Prefabricated in Normandy, the panels are 8 inches thick. Their deep brown hue and textural grain evoke wood–a material that the architects originally wanted to use as cladding, but abandoned in order to improve fireproofing and acoustical performance.
The 17,000-square-foot, $5.75 million recreation center was KOZ’s first project in prefab concrete; everything had to be flawlessly planned and drawn in advance, with little scope for making adjustments later. Only the largest interior columns were poured on site. Despite significant challenges, partners Christophe Ouhayoun and Nicolas Ziesel say they would use the panel system again. “The production aspect is perfect,” says Ouhayoun.
The goals of the project were to provide large, wide-open spaces; to separate the adolescent sports area from the children’s play area; and to fit both programs on a tight lot. Commissioned by way of a public competition, KOZ was determined to do something more inventive than a typical box. The result, says Ouhayoun, surprised this well-to-do community outside Paris “like a revolution.”

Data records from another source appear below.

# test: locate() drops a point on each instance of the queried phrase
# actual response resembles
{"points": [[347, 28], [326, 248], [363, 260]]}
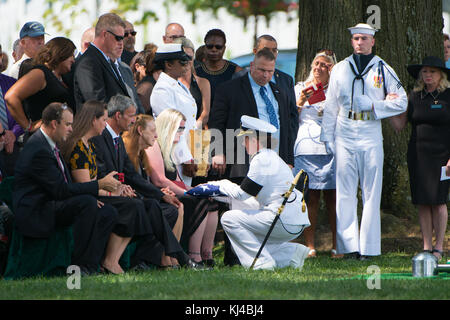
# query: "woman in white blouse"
{"points": [[310, 154]]}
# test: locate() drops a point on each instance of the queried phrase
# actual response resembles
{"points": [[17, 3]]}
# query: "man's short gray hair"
{"points": [[108, 21], [119, 103], [185, 42], [267, 37]]}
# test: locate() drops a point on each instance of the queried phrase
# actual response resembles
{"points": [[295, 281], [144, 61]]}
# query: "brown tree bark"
{"points": [[409, 30]]}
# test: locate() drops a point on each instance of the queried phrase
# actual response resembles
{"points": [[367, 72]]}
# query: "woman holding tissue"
{"points": [[310, 154], [429, 148]]}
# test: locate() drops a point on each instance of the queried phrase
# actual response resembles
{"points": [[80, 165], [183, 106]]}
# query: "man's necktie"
{"points": [[60, 164], [270, 109], [3, 115], [116, 145], [116, 71]]}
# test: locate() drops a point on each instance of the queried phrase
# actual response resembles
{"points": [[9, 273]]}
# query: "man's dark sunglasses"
{"points": [[118, 38], [217, 46], [326, 51], [131, 33]]}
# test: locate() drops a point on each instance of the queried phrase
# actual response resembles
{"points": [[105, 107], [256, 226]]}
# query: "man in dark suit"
{"points": [[247, 100], [162, 208], [280, 78], [45, 198], [254, 95], [95, 76]]}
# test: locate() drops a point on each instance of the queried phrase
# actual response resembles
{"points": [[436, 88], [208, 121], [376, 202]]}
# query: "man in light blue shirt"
{"points": [[447, 50]]}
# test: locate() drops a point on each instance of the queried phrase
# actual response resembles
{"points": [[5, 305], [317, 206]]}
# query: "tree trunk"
{"points": [[409, 30]]}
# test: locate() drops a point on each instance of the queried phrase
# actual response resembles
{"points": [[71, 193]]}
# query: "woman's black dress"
{"points": [[429, 146], [54, 91], [133, 219]]}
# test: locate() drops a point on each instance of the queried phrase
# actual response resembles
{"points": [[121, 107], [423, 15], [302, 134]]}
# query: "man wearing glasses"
{"points": [[128, 43], [280, 78], [362, 90], [96, 75], [173, 31], [215, 68]]}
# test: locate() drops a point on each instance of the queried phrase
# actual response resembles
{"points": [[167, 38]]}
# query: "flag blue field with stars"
{"points": [[205, 191]]}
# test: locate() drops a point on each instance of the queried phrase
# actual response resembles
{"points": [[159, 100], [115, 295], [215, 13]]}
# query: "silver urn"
{"points": [[424, 265]]}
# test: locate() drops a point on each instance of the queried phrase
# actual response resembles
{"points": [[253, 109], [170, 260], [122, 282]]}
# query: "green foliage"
{"points": [[74, 10], [242, 9]]}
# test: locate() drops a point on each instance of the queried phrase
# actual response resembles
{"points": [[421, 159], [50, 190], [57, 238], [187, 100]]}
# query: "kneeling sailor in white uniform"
{"points": [[362, 90], [268, 179]]}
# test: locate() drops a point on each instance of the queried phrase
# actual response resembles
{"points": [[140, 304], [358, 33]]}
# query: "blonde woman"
{"points": [[310, 154], [429, 148], [200, 216]]}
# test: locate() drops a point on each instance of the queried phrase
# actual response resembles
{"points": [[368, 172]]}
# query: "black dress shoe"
{"points": [[142, 266], [87, 271], [352, 255], [232, 262], [365, 258]]}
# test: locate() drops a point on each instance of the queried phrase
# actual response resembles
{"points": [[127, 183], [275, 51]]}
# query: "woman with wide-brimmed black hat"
{"points": [[429, 148]]}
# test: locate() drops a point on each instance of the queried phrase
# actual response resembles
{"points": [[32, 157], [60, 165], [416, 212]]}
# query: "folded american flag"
{"points": [[205, 191]]}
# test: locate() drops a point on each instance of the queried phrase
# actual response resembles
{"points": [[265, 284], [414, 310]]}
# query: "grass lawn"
{"points": [[321, 278]]}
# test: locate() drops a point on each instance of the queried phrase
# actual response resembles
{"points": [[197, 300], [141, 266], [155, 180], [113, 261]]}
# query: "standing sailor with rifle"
{"points": [[362, 90], [268, 180]]}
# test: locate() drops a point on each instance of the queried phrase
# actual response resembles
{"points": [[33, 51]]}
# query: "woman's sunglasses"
{"points": [[217, 46], [118, 38], [131, 33]]}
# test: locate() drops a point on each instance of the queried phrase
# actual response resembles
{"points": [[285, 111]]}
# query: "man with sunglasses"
{"points": [[215, 68], [362, 90], [173, 31], [96, 75], [128, 43], [280, 78], [170, 93]]}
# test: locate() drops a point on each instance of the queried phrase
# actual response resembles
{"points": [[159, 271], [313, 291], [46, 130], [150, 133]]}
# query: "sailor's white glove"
{"points": [[329, 147], [363, 103], [227, 187]]}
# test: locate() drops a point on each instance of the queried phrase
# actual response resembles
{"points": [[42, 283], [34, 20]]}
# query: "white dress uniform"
{"points": [[268, 178], [359, 148], [169, 93]]}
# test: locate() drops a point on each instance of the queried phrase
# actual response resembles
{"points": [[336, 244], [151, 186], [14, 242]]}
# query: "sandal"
{"points": [[312, 253], [439, 252], [334, 254]]}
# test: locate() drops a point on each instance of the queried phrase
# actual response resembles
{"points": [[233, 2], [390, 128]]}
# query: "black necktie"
{"points": [[60, 164], [116, 71], [116, 145]]}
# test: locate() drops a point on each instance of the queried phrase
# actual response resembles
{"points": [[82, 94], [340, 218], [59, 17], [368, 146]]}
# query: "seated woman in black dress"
{"points": [[43, 84], [429, 148], [146, 76], [200, 216], [79, 153]]}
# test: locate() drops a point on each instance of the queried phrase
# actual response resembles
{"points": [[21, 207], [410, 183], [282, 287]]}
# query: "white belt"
{"points": [[352, 115]]}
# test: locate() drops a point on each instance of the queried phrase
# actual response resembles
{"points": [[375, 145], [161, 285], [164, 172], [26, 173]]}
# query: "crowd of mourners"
{"points": [[100, 147]]}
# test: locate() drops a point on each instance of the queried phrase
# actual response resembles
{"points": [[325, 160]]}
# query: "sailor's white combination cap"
{"points": [[250, 125], [171, 51], [363, 28]]}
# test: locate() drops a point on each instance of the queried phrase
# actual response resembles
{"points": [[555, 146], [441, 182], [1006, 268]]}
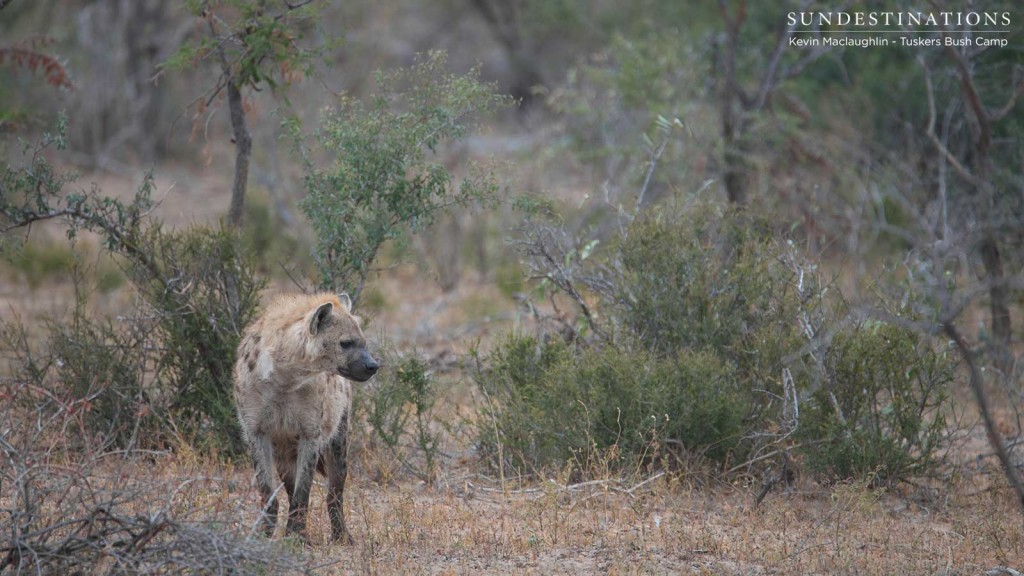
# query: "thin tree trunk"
{"points": [[997, 295], [979, 394], [243, 145]]}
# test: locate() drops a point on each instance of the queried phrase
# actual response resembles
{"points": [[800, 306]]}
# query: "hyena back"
{"points": [[293, 397]]}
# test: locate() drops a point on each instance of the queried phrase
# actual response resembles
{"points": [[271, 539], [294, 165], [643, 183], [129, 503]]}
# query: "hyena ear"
{"points": [[320, 318], [346, 301]]}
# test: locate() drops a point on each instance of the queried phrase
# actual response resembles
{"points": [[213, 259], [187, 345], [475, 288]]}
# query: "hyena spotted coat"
{"points": [[293, 396]]}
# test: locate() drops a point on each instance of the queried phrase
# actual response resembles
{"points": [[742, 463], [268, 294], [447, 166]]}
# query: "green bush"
{"points": [[549, 404], [198, 291], [401, 412], [881, 414], [713, 280], [39, 261], [102, 367], [383, 179], [205, 293], [719, 339]]}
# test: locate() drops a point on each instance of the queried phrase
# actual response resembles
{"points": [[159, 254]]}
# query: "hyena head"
{"points": [[337, 342]]}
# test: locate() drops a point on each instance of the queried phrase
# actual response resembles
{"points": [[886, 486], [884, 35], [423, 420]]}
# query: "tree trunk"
{"points": [[243, 145], [979, 394], [997, 295]]}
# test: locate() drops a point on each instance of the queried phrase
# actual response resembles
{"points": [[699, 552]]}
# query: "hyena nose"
{"points": [[372, 366]]}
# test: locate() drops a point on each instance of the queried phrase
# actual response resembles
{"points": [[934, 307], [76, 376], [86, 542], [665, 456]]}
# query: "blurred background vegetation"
{"points": [[717, 251]]}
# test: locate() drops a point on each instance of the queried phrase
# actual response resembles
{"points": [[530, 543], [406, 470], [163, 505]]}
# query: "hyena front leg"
{"points": [[262, 453], [336, 461], [305, 464]]}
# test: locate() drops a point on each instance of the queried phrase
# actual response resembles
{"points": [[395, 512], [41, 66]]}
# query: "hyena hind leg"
{"points": [[305, 465], [262, 454]]}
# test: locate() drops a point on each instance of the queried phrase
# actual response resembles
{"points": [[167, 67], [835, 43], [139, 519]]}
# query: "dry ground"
{"points": [[468, 524]]}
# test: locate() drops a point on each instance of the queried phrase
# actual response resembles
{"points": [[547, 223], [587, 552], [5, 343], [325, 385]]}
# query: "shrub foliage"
{"points": [[711, 337]]}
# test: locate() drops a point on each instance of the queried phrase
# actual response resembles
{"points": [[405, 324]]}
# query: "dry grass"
{"points": [[667, 526], [466, 524]]}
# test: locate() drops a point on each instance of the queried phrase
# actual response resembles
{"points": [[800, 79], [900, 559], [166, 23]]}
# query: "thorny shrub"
{"points": [[172, 355], [382, 177], [705, 334], [70, 507]]}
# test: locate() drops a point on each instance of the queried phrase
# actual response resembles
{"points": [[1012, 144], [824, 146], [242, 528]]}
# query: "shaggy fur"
{"points": [[293, 396]]}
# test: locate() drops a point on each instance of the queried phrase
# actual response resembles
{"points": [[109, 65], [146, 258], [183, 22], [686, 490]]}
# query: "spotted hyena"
{"points": [[293, 396]]}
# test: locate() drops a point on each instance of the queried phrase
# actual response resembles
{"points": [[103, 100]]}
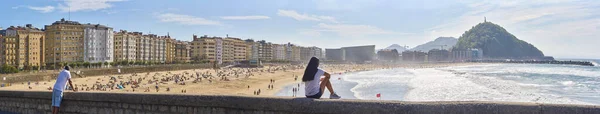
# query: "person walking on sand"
{"points": [[59, 87], [312, 77]]}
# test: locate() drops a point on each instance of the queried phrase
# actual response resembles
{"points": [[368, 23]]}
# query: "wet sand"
{"points": [[226, 81]]}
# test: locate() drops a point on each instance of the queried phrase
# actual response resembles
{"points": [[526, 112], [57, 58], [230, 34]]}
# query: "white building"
{"points": [[316, 52], [125, 46], [219, 50], [279, 51], [143, 48], [289, 51], [160, 49], [98, 43]]}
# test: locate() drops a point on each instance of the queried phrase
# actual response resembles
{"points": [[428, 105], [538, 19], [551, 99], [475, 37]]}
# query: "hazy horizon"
{"points": [[560, 28]]}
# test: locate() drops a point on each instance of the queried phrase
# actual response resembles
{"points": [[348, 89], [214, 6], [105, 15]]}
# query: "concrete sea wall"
{"points": [[128, 103]]}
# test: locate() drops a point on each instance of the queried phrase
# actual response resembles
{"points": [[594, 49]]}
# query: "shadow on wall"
{"points": [[91, 102]]}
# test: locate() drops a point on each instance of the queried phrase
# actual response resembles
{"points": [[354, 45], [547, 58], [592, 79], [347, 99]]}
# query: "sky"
{"points": [[560, 28]]}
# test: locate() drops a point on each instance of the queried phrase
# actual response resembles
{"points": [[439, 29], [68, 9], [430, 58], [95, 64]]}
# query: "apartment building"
{"points": [[279, 52], [125, 46], [142, 47], [23, 47], [219, 50], [98, 43], [265, 51], [251, 50], [64, 42], [182, 52], [170, 45], [236, 49]]}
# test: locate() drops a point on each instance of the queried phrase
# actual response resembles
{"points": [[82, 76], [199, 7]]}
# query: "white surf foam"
{"points": [[437, 85]]}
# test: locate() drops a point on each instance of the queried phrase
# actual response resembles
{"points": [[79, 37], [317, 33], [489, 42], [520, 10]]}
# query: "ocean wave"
{"points": [[438, 85]]}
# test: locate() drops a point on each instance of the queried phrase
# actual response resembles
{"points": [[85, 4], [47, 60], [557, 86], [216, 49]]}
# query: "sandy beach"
{"points": [[225, 81]]}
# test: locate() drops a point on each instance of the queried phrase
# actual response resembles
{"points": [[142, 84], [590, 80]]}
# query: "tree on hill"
{"points": [[496, 42]]}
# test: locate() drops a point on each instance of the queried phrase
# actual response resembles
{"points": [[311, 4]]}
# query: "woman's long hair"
{"points": [[311, 69]]}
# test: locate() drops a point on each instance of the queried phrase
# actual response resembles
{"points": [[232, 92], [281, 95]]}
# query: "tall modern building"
{"points": [[251, 50], [357, 54], [237, 48], [64, 42], [217, 49], [170, 49], [335, 54], [305, 53], [265, 50], [279, 52], [125, 46], [143, 47], [182, 52], [98, 43], [161, 49], [23, 47]]}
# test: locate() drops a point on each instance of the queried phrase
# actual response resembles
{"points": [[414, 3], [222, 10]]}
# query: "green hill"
{"points": [[496, 42]]}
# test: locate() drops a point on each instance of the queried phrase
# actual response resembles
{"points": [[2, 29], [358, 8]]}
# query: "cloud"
{"points": [[253, 17], [556, 27], [185, 19], [312, 33], [43, 9], [86, 5], [110, 11], [305, 17], [340, 5], [349, 30]]}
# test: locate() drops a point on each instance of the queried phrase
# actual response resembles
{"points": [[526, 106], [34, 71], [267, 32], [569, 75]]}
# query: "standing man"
{"points": [[59, 87]]}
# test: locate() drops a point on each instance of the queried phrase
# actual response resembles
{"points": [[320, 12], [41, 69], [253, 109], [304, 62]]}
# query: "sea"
{"points": [[536, 83]]}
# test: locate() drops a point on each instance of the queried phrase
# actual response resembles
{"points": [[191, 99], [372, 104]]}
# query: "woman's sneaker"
{"points": [[334, 96]]}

Other than the riotous use of color, the design is highly rational. Interlocking spaces are carefully configured to maximize usable area. The volume containing the stacked 49-by-72-foot athletic court and multipurpose space rises to the maximum permitted height. Giving shape to the semi-autonomous activity areas, large cut-outs funnel daylight into the box. Colors on the interior walls index the program: Red for the main gym and studio, yellow for circulation and skylights, and green for the climbing wall.
Load-bearing concrete panels were an alternative to a steel-frame structure with some form of cladding. While most of the panels are more than 12 feet high, those along the prominent gymnasium elevation are a whopping 26 feet high, creating a more monolithic surface. Exterior-facing panels surrounding the street elevation do not carry any structural load, but visually accentuate the frame as a continuous ribbon. This clear articulation allows the glazed inner volumes, by contrast, to dematerialize into voids of pure color.
Although the curtain wall may look like the vitrine of a candy shop at certain times of day, its detailing is straightforward. Glass panels are fixed to an aluminum frame, which is bolted to the concrete structure.
Inside, circulation space is conceived as play space. Triple-wide corridors extend an invitation for spontaneous activity. Leading to an open roof deck, one of these passage-spaces resembles a Corbusian ramp. But the Villa Savoye was never so much fun.